I shared a look with my mates as a wide grin broke over Hazel’s face, her blind eyes searching as though she could see something we couldn’t.
“Hazel,” I exclaimed when her lips quivered and a tear fell from her chin. “What’s wrong?”
She sniffed and stepped back, her shoulders shaking with something halfway between laughter and sobbing. “You’re with child, my daughter.”
“No,” I uttered uneasily. “I can’t be, I take pills for…” Oh fuck. When was the last time I’d taken them?
With everything going on, swallowing a tiny pill every morning wasn’t exactly high up on my priority list.
“Are you sure?” Clay asked, his jaw clenching and unclenching just as rapidly as his fists.
“As sure as I’m standing here,” she replied as whispers bloomed behind us, and I sensed the rest of the pack join.
“You’re going to be a mom?” Layla asked hopefully, a crooked grin showing the dimples you could almost forget she had. She wrapped me up in a big hug, her jasmine scent erasing whatever remained of the stench of blood from my nose.
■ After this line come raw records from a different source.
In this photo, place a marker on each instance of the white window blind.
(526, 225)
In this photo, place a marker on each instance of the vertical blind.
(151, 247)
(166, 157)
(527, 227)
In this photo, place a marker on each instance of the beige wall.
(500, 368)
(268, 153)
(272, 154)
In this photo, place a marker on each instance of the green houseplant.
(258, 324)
“We’re going to be aunties?” came Viv’s exclamation. Her eyes turned red-rimmed as she clenched her hands together and fought back against the urge to cry.
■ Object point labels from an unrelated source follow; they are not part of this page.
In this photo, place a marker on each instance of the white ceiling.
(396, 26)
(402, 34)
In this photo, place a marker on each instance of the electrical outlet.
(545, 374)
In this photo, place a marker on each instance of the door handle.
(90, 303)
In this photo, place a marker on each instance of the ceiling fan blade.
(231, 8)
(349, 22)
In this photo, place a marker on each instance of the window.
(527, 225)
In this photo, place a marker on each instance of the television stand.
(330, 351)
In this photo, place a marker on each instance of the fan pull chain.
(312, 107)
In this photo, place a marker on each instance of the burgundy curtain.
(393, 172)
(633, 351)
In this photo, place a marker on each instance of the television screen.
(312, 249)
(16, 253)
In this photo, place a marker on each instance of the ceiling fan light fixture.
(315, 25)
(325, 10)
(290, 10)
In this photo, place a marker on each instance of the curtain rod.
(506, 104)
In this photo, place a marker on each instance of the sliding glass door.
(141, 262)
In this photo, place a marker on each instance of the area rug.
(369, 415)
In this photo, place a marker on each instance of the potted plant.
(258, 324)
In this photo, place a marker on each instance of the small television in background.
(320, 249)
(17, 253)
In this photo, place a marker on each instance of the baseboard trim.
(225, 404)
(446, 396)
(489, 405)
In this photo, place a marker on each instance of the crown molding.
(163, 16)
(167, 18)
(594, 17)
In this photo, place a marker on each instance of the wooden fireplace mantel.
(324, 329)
My heart pounded in my chest, a whole new kind of fear taking root in my belly.
Hesitantly, I placed a hand to my belly, trying to feel what Hazel felt.
“Where there is death, there is also life,” Hazel whispered, almost inaudibly.
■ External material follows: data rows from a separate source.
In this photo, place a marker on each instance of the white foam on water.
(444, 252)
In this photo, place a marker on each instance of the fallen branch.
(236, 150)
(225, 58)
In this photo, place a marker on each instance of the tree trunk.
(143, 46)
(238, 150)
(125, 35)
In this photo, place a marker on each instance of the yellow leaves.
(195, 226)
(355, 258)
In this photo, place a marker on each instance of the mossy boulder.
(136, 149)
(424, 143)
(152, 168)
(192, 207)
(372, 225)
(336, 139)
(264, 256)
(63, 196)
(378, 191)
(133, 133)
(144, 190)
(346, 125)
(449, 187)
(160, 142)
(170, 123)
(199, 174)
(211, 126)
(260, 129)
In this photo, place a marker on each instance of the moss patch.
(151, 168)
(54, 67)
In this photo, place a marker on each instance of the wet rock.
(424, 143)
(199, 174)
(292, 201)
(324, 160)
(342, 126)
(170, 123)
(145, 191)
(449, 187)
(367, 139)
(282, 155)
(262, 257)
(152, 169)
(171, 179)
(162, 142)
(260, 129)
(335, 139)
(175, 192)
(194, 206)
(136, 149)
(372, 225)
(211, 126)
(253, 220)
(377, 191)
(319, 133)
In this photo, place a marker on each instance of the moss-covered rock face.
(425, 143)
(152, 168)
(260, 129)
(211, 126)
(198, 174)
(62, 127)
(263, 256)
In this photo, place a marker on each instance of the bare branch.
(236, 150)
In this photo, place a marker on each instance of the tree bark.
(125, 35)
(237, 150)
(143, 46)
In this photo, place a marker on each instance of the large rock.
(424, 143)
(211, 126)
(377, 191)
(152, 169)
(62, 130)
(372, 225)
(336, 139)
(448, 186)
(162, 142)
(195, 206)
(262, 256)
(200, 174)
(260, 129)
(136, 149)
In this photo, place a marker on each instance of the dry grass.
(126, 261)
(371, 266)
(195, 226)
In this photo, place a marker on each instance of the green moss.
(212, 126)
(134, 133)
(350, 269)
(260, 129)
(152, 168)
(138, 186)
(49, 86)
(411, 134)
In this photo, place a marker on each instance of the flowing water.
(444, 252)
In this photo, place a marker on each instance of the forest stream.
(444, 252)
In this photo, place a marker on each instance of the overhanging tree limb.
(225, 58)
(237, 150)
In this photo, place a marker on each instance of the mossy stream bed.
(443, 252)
Jared’s hand slid over mine, and I looked up to see him smiling, his amber eyes alight with an astonished kind of joy that made the dark emotions flee from my mind.
I looked to Clay, my throat desert dry.
“Clay?” I hedged, concerned at the red tint to his face. At the distant look in his eyes.
He cleared his throat and lifted his chin, swallowing a breath. “So,” he said, his voice thick with emotion as he glanced at his best friend. “What are we going to name our son?”
My chest ached as a hard laugh left my lips that quickly turned into an aching sob of relief.
Jared laughed, too, pressing a hard kiss to my temple.
“Hey,” I sniffed. “Who said it’s a boy? What if she’s a girl?”
“Pfft, that’s easy,” said Jared, wrapping an arm loosely around my waist.
“We’d name her after the strongest woman we know.”
I glanced at Hazel as though she could feel my eyes on her; she shook her head.
“They mean you, stupid,” she said, swiping at the papery skin beneath her eyes.
Another laugh-sob twisted in my chest and I snatched Clay, drawing him close until the bond connected all three of us. He brushed my dirty hair back and pressed a soft kiss to my mouth that made my belly flutter and my toes curl.
A speck of light formed in all the darkness and I smiled against his lips. Terrified, but knowing that no matter what happened, I’d always have them. Together, we could do this.
It was time for a new kind of adventure.